Jeff Bezos. The Amazon chief turned into a corporate headquarters RFP to the Powerball Lottery. However, to those who follow the motions of Amazon’s famous creator carefully, it was classic Bezos. Innovate a sleepy industry like headquarters facilities, disrupt a fragmented supply chain like cities needing more high paying occupations, and ultimately, select a win-win result, none but two finalists, New York City and the Washington D.C. subway . By the time he included a $15 minimum wage kicker, the pundits got the message. This man knows how to perform with the public relations game.

Elon Musk. The bureau that slept while Bernie Madoff finagled discovered it could proceed quickly when Musk tweeted “financing secured. ” There was a issue. His plan wasn’t approved by the Tesla board. Then, following an erratic New York Times interview and smoking pot in a podcast, even hardcore Muskophiles started to worry. Musk is the most significant automotive executive since Henry Ford (who pays himself on what Ford made, less than $50k annually ) and America didn’t need him . The SEC sent a warning shot. Musk picked himself up, relinquished the chairmanship, started running Tesla again, the stock recovered, and Musk is still tweeting. We have the SEC to thank.
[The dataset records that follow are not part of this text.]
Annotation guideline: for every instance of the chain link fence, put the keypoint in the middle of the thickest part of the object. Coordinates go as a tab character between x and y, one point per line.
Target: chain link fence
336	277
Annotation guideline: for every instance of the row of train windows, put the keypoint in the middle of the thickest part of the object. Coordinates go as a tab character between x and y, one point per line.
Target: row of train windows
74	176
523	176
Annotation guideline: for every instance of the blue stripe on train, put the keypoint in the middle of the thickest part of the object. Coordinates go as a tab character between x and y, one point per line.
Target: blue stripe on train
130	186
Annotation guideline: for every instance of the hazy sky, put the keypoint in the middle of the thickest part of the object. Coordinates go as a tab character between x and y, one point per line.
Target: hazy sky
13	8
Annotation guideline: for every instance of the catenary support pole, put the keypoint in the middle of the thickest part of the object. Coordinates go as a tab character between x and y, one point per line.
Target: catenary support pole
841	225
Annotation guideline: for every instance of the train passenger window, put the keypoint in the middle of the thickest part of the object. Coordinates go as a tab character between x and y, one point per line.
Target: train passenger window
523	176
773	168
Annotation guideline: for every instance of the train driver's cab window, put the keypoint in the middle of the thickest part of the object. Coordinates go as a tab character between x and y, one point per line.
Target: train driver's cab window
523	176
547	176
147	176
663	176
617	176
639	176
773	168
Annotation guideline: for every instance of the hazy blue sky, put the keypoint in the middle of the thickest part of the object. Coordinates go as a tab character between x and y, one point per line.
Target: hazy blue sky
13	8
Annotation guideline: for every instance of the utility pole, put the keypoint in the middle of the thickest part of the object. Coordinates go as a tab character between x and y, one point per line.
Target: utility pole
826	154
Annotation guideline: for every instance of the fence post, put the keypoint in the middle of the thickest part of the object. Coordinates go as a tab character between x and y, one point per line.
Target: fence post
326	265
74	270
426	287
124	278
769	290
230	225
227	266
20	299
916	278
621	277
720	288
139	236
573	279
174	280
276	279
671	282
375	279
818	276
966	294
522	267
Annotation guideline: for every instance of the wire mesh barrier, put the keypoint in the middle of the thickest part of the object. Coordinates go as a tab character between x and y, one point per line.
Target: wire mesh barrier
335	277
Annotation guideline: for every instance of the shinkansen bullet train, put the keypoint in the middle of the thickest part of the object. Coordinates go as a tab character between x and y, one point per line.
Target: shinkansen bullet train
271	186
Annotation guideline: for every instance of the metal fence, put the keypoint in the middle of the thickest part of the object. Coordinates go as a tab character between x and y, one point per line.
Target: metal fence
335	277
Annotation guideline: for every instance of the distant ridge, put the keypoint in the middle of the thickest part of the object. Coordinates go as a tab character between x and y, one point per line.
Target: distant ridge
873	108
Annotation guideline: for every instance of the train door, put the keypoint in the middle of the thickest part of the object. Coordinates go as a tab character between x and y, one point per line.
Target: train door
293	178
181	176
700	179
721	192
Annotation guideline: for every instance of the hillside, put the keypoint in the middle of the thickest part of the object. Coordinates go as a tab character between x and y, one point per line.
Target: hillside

Google Women, Larry Page, and Sundar Pichai. After 30,000 of both Google’s brightest walked outside to protest the company’s sexual misconduct policy, people mistakenly thought this had been a Silicon Valley thing. Google’s girls were apoplectic when they discovered Alphabet CEO Larry Page compensated a departing executive $90 million in severance after improper behavior. Google CEO Sundar Pichai defended the status quo by adding that the company had about 50 other sexual misconduct firings that did not get severance. It was just like telling the environmentalist Exxon Valdez wanted credit for its petroleum that didn’t flow.

That is a bigger problem than many recognize. What happens in Google doesn’t stay at Google. The democratization of the workplace through social media rallied girls.  The remainder of the rank and file will be protesting whatever ails these soon. Chief Executives Will become Chief Mitigation Officers.

Facebook, Mark Zuckerberg, and Sheryl Sandberg. Paradoxically, their last names mean ‘mountain’ in German, plus they have mountains to climb. The ‘Supercuts’ hairstyled chief executive withdrew his luck at a Senate hearing by failing to convince America that the Russian hack has been an effort by Putin’s cronies to commit schadenfreude, not electioneering. Rather, Zuckerberg attempted to make the situation Facebook is destined for Sainthood.

For her part, Sheryl Sandberg was flying under the radar until it was discovered she organized oppo research on George Soros, a company critic. It had been her obligation as an officer, however droves of these progressively minded were outraged as Soros is still a left-wing icon. Members of her “Lean In” groups distanced themselves as a result.

Sex and The CEO. Les Moonves, former Intel CEO Brian Krzanich, also Steve Wynn really are some of the better-known cases of CEOs engaging in shenanigans for hire or pleasure. Boards were caught flatfooted, in part on account of the sensational media focus but also their own negligence by being so unaware of their goings-on. The tendency was to act too fast, as Intel appears to get done, or too slowly, like CBS and Wynn Casinos, which waited till decades-old rumors surfaced. It was all about avoiding publicity. Making the CBS board’s newest move even more astonishing. It compounded the pain from litigating Moonves’ severance for lack of cooperation, not misconduct, far more difficult to prove and might dredge up that knows exactly what. It indicates a courtroom battle that can drag on for a long time. Oh, for a lawyer.

The article Trump, Bezos, Musk And The Biggest Business Stories Of 2018 appeared on ChiefExecutive.net.